Observe how fast QAOI reaches the levels of reconstruction quality of IPCA for the entire Tablecloth animation

4.3 Discussion and limitations

The thorough experimental study on a vast collection of 3D dynamic meshes that represent a wide range of animations (ranging from rigid motions to complex simulations, see Table 1 and video) showed that the subspace tracking approaches allow the robust estimation of dictionaries at significantly lower execution times compared to the direct SVD implementations. In general, the BAOI scheme focuses on fast-streaming scenarios, while QAOI approach aims at providing progressively high reconstruction accuracy.
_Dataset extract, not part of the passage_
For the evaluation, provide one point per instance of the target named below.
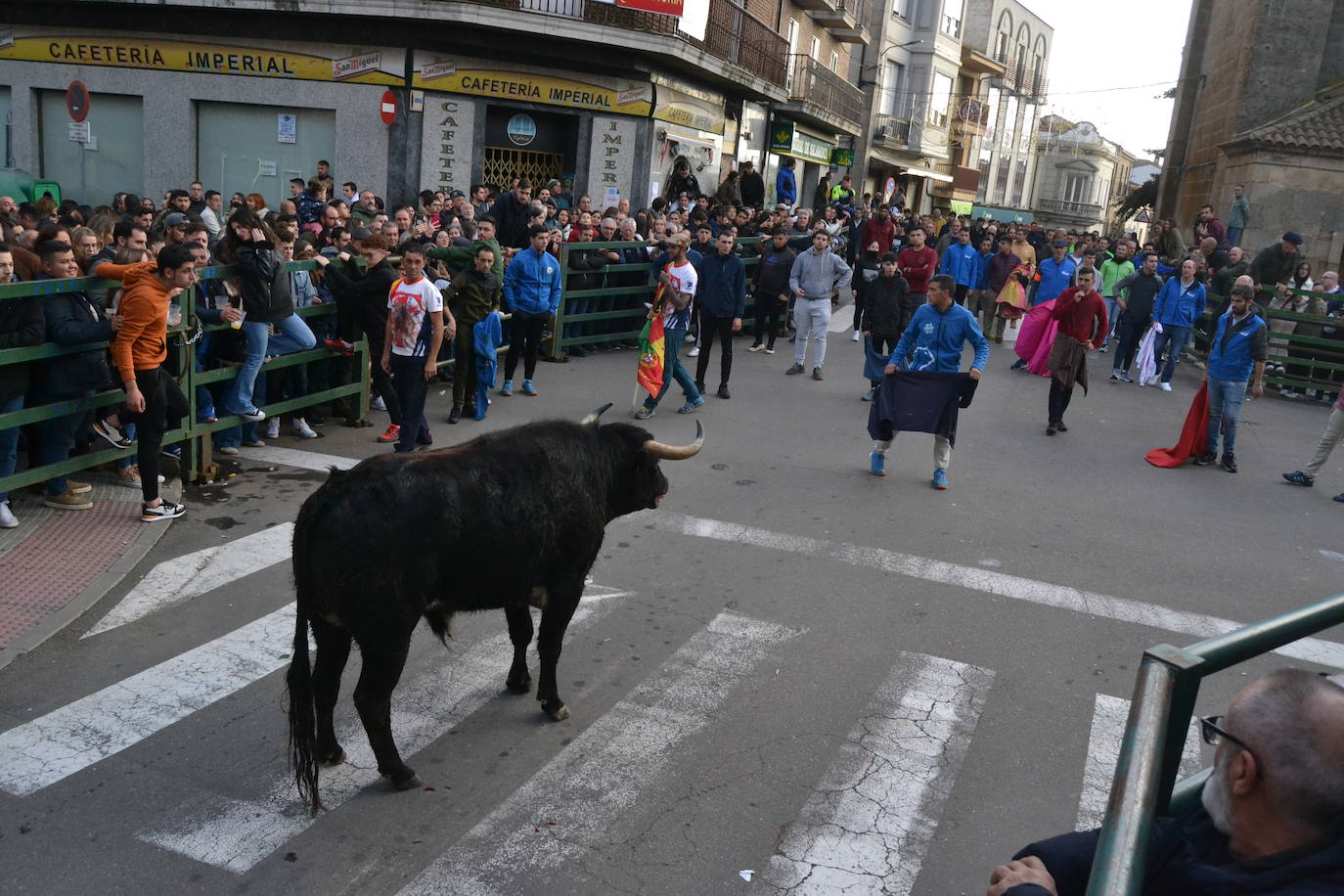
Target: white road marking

Despite the superiority of BAOI when compared to the direct SVD, the initial subspace size should be carefully selected in order to simultaneously achieve the highest reconstruction quality and fastest compression times (Fig. 6). Experiments showed that plausible reconstructed animations can be generated by employing either \(t_{\max }=1\) and \(z=2\) or \(t_{\max }=2\). The execution of more \(t_{\max },z\) increases the computational complexity without affecting noticeably the reconstruction quality (Fig. 6). Finally, the approximation artifacts that occur in a single frame block may slightly increased and propagated when moving to the subsequent ones (Fig. 9). To address the latter issue, we suggest to either re-initialize the subspace of interest using the SVD or execute an QAOI update, when the decoded meshes are detected to drift too far from the original ones.

5 Conclusions

We have introduced two novel approaches to support fast and efficient compression of fully dynamic scenarios with an undefined motion pattern and unknown topology modification behavior. In the heart of our pipeline lies an adaptive PCA-based dictionary estimation stage designed to simultaneously maintain three important criteria: fast encoding times, plausible decoding results and out-of-core behavior. While this stage is general and independent of the underlying compression framework, an extensive analysis has demonstrated the performance superiority of our online variant compared to prior compression solutions, while the reconstruction quality is maintained in high level of detail. Despite the tremendous progress on the landscape of the dynamic compression field, we believe that our approach provides a novel insight at a key area with renewed research interest, where high potential for novel improvements such as dynamic clustering [15, 31] is feasible in the near future.